En estos momentos en que los códigos QR viven su hora de gloria y aprovechan sus 15 minutos de fama, se pueden encontrar casi hasta en la sopa —y no exagero... pero mejor no darle ideas a nadie— se agradecen los buenos usos y aquellas iniciativas que realmente entienden de que va la película. Sí, seguramente a más de uno le vendría bien ver este video para que entienda de lo que hablo.
Bueno, ya, tampoco quiero parecer uno de esos que se quejan de todo a diestra y siniestra, así que mejor hablar de lo bueno. Si estás por las calles de Barcelona y tenés suerte —más suerte aún que el propio hecho de estar en Barcelona— puede ser que te topes con algunos de los códigos QR que se han pegado como parte de Invisible Maps.
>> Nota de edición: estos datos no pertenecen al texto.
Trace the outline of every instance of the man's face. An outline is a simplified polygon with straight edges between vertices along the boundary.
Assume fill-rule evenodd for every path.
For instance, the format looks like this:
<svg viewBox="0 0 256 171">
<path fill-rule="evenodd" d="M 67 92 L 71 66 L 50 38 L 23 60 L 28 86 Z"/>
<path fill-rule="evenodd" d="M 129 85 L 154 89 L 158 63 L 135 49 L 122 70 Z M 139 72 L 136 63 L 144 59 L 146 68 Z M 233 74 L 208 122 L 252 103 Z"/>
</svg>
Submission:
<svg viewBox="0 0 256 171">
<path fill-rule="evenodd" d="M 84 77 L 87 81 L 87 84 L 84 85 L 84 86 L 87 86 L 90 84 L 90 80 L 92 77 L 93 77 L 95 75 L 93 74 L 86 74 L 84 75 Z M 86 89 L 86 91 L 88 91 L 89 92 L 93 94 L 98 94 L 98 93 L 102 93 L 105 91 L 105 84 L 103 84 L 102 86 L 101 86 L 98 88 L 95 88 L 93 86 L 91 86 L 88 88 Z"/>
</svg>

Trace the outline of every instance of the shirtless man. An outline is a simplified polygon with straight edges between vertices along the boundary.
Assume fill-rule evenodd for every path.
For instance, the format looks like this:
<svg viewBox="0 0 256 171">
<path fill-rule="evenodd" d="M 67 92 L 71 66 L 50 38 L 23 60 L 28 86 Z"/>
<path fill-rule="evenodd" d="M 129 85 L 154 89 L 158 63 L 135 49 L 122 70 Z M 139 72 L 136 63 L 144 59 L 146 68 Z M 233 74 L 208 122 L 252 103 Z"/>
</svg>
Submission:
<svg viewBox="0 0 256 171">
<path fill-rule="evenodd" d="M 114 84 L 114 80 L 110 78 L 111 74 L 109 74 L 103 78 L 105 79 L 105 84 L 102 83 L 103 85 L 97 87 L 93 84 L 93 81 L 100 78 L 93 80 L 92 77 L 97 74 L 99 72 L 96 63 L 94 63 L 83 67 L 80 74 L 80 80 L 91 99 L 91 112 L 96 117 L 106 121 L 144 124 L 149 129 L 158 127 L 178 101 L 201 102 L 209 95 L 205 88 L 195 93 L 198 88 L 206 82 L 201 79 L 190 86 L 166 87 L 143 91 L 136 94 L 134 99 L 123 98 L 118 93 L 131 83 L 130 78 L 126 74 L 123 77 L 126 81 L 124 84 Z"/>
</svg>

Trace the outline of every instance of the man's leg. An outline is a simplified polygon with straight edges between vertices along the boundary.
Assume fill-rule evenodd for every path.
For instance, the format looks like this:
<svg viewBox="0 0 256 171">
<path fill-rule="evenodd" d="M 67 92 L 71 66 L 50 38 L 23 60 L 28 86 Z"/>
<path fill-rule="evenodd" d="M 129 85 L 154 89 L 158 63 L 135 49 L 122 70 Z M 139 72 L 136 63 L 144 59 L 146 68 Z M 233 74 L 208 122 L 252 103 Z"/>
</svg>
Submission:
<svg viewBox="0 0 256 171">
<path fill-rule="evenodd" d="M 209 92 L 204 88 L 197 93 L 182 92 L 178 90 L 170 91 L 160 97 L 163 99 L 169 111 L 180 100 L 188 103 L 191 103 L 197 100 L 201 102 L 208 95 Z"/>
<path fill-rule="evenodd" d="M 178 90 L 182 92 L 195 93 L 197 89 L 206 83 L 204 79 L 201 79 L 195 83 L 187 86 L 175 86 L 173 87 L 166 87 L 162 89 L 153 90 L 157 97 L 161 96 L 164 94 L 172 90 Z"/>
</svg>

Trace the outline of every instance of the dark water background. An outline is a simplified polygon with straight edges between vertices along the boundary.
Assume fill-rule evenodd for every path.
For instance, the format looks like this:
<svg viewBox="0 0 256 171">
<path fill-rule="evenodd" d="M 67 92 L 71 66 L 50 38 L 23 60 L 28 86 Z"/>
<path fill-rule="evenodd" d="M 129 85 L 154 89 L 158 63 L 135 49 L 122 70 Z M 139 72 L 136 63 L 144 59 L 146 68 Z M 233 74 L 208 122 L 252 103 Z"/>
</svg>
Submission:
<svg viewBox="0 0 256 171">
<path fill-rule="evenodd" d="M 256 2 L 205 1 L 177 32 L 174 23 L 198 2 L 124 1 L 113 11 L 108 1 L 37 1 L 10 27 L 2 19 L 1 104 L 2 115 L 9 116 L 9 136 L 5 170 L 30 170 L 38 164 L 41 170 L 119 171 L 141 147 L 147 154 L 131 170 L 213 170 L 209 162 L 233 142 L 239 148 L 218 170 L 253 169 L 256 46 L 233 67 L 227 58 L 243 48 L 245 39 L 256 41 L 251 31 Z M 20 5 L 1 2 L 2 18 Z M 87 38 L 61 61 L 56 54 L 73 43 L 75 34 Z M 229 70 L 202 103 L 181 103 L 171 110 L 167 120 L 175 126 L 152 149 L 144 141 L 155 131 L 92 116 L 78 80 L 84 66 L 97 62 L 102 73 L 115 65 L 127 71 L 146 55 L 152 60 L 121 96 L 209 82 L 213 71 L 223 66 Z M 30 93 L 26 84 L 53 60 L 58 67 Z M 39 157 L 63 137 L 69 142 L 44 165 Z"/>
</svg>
'¿Y qué es esto de Invisible Maps?' —se estará preguntando noble señor, señora, tutor o encargado—. 'Tranquilo, que acá estoy yo para responderle' —diré yo así tan calmo como si la pregunta me causara sorpresa—. No es más que un proyecto que pretende rescatar memorias y recuerdo de personas, simples mortales habitantes de la ciudad Condal. Estas historias y etcéteras son subidos en forma de fotos, videos y audios a los que se puede llegar tanto visitando la web, como leyendo alguna de las código-pegatinas-qr con su teléfono inteligente más cercano.
Es una buena idea que incentiva a que la gente ventile sus más oscuros secretos e intimidades, o no tanto, que tengan que ver con algún lugar en la ciudad. Así en vez de recordarle una anécdota o un hecho histórico a los amigos al pasar por una esquina, puede simplemente decirle que lea los códigos para tener la versión completa de la historia y no sólo un esmerado resumen.
Pero creo que mejor dejo de hablar de QRs. Acabo de ver uno que acá a la derecha arriba, me está saludando y seguramente también preguntándose si su existencia, como la de tantos otros, tiene sentido.